Bersikaplah yang wajar, bergaullah dengan semua komponen masyarakat tanpa membedakan apakah mereka sama jemaahnya dengan kita, sama jalan pemikirannya dengan kita atau sebaliknya. Apalagi jika ini menyangkut hubungan sesama muslim, malah al-Qur’an berkata, satukan hubungan yang retak antar sesama saudaramu seiman, jauhi prasangka yang jahat kepadanya (lihat rujukan Surah al-Hujuraarat 49 ayat 12).
Surah kelima, surah al-Maaidah yang berarti hidangan.
Hidangan disini adalah suatu sajian makanan, seorang bayi dia memerlukan asupan susu dan belaian kasih sayang kedua orang tuanya, seorang manusia perlu belajar nilai-nilai kebenaran yang obyektif dan melakukan silaturahhim terhadap sesamanya, dan dia perlu berbagi.
Saat sudah menjelang dewasa usia, kita tidak lagi menjadi bayi, kebutuhan gizi kita sudah lebih besar dari susu putih didalam botol.

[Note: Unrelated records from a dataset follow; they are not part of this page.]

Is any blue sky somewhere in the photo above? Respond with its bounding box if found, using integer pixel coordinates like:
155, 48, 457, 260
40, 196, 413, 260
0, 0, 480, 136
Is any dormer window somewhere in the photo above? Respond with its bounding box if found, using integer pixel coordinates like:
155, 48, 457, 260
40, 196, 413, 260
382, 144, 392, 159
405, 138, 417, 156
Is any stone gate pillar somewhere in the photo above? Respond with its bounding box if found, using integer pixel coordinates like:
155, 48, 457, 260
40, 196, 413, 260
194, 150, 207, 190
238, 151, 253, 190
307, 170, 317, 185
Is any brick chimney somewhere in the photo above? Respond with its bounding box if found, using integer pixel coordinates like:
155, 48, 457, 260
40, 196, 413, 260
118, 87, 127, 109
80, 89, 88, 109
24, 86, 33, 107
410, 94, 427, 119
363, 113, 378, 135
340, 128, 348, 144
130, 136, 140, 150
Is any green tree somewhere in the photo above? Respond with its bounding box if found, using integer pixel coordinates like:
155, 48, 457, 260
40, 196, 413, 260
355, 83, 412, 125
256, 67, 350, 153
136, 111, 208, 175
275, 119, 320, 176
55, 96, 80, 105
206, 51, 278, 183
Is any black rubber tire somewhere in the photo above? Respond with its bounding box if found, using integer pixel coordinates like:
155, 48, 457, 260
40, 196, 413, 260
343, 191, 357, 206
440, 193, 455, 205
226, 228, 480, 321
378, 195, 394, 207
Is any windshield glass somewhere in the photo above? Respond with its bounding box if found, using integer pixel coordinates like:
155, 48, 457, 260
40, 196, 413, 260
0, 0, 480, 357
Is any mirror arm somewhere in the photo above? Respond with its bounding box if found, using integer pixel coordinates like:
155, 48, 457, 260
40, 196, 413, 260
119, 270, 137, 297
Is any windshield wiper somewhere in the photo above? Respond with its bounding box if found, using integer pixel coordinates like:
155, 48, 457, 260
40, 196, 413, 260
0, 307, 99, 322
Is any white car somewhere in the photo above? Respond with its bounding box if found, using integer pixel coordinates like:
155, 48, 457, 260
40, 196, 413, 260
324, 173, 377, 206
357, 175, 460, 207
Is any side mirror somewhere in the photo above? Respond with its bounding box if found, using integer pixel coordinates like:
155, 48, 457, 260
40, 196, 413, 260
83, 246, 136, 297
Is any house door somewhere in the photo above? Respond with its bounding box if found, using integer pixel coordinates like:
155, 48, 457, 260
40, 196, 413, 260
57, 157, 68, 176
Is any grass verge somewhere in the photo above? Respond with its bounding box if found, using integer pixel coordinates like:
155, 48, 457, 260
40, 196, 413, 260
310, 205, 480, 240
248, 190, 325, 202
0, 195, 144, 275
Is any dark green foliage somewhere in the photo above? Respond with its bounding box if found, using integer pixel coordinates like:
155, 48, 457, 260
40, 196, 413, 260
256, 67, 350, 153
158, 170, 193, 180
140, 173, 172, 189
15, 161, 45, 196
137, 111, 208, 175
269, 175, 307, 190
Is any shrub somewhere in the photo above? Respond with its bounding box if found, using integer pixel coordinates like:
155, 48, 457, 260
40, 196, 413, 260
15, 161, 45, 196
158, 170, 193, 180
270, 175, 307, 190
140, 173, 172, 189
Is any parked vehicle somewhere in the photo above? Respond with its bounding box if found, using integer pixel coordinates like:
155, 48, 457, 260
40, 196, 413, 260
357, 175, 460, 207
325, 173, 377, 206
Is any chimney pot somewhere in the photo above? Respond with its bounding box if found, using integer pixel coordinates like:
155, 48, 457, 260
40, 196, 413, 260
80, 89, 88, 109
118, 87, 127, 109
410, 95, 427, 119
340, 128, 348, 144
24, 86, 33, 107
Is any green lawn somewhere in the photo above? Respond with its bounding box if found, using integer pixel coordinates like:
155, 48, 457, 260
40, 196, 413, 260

Kita menuntut menu lain, kita mulai belajar memakan makanan yang lebih keras, lebih kejal dan lebih berasa.
Semakin kita banyak belajar dan berinteraksi maka kepribadian kita seharusnya semakin meningkat, semakin menuntut lebih banyak dari sebelumnya, semakin kita belajar semakin kita merasa ilmu ini teramat sedikit, semua kekayaan pemikiran, khasanah pengetahuan harus bertambah demikian juga dengan ketakwaan maupun kesederhanaan jiwa.
Inilah inti dari sabda Nabi : Sesungguhnya siapa yang hari ini lebih baik dari hari kemarin maka dia orang yang beruntung, tetapi orang yang hari ini lebih buruk dari sebelumnya maka dia termasuk orang yang merugi (lihat rujukan Surah al-Ashar 103 ayat 1 s/d 3).
Masihkah kita belum mengnal siapa diri kita sejauh ini ?
Haruskah pembahasan ini dilanjutkan pada surah-surah lainnya ?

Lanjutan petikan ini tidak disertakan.